Their name is not Susan
David Kernohan is Deputy Editor of Wonkhe
Tags
Ruth Hannant and Polly Payne – the new joint Chief Executives of the Office for Students – bring to the role a rich background (both together and apart) in the civil service.
Latterly (since 2021) Director General for Society, Media, and Culture (with a stint as interim permanent secretary), the pair have job shared for 14 years across multiple departments: including, notably as Director of Higher Education and Higher Education Reform at the Department for Education (and previously the Department of Business, Innovation, and Skills) between 2014 and November 2017, and as joint leaders of the Corporate Finance, Business, Skills, and Innovation team in the Treasury.
Ruth’s background is in government investment, leading work on post office reform and the restructuring of British energy. Polly also hails from the Treasury originally, but had previously worked at the University of Sussex.
As trailblazers in the world of senior civil service job sharing, Hannant and Payne have been the subject of frequent profiles: among many examples we find them in Civil Service World, and on the official Civil Service blog. From the latter we learn they started working together in 2010, having met via a “speed dating” like application process to replace Payne’s previous job-share partner.
They use a shared virtual notebook, shared email, and shared diary – but do also go in for handover meetings to pass on some of the more intangible learnings from meetings. And, in their worlds there are benefits to this approach to working: “providing two heads on any challenge and inbuilt moral support on difficult issues.”
As a director general in a government department if you have to turn round a quote for the media in five minutes something has gone very wrong – but it is not outside the realms of probability that a newspaper expose or a collapsing provider will need the kind of quick response that one head is very often far better than two at delivering. It remains to be seen how the impressive working patterns and out-of-hours handovers that have driven this joint career play out in a public-facing role. And it is a public-facing role: though Peck is very keen to be a hands-on chair, the chief executive role is not that of a director-general style senior administrator.
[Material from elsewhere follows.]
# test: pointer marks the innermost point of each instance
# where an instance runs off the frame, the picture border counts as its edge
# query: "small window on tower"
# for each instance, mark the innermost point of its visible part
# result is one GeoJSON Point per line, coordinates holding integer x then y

Hannant and Payne’s period in charge of higher education came at a turbulent time for the sector: a green paper, white paper, HERA and the draft regulatory framework ushered in a new era and a new arms-length body. Though we can’t blame them for Toby Young (that was a decision made by an all-male panel, according to the Commissioner for Public Appointments) the pair would have had input into the appointment of a student board member (Ruth Carlson), and into the design and delivery of the Office for Students, including the appointment of Browne Review veteran Michael Barber as the first chair.
And speaking of the Browne review, both were in post in a senior Treasury role with responsibility for the Business, Innovation, and Skills department at the time of the 2010 election and the last but one major review of higher education funding. It’s pretty much public knowledge these days that Michael Barber wrote much of it, but it is not hard to imagine significant Treasury input into the design of both those proposals and the system that was eventually implemented through the mangle of coalition politics.
If you see inadequate regulation and inequitable funding as the two key problems that the sector currently faces in England, it is perhaps comforting to see the appointment of joint chief executives that had an inside line on the politics and horse trading of the design of the systems that currently manage both. Sometimes a deep understanding of these inner workings are what is needed to set a system back on the right track – or to proffer the honesty to rework where things are not working.
And what’s on the agenda? Aside from the known unknowns around provider finances, the big forthcoming attraction will be the launch of the finalised approach to quality (the one that extended TEF down and B3 up to meet). The deadline for comments on the consultation document was back in December and it went to the board on 11 February – as we understand it the model has not been popular either inside or outside the organisation so the intended publication data of June 2026 clearly builds in time for a more radical rethink as needed.
June 15 is the official start date for Hannant and Payne, but it does feel likely that they will be getting to grips with this key component of the Office for Students before then and I’d bet against interim chief executive Josh Fleming having to front it out.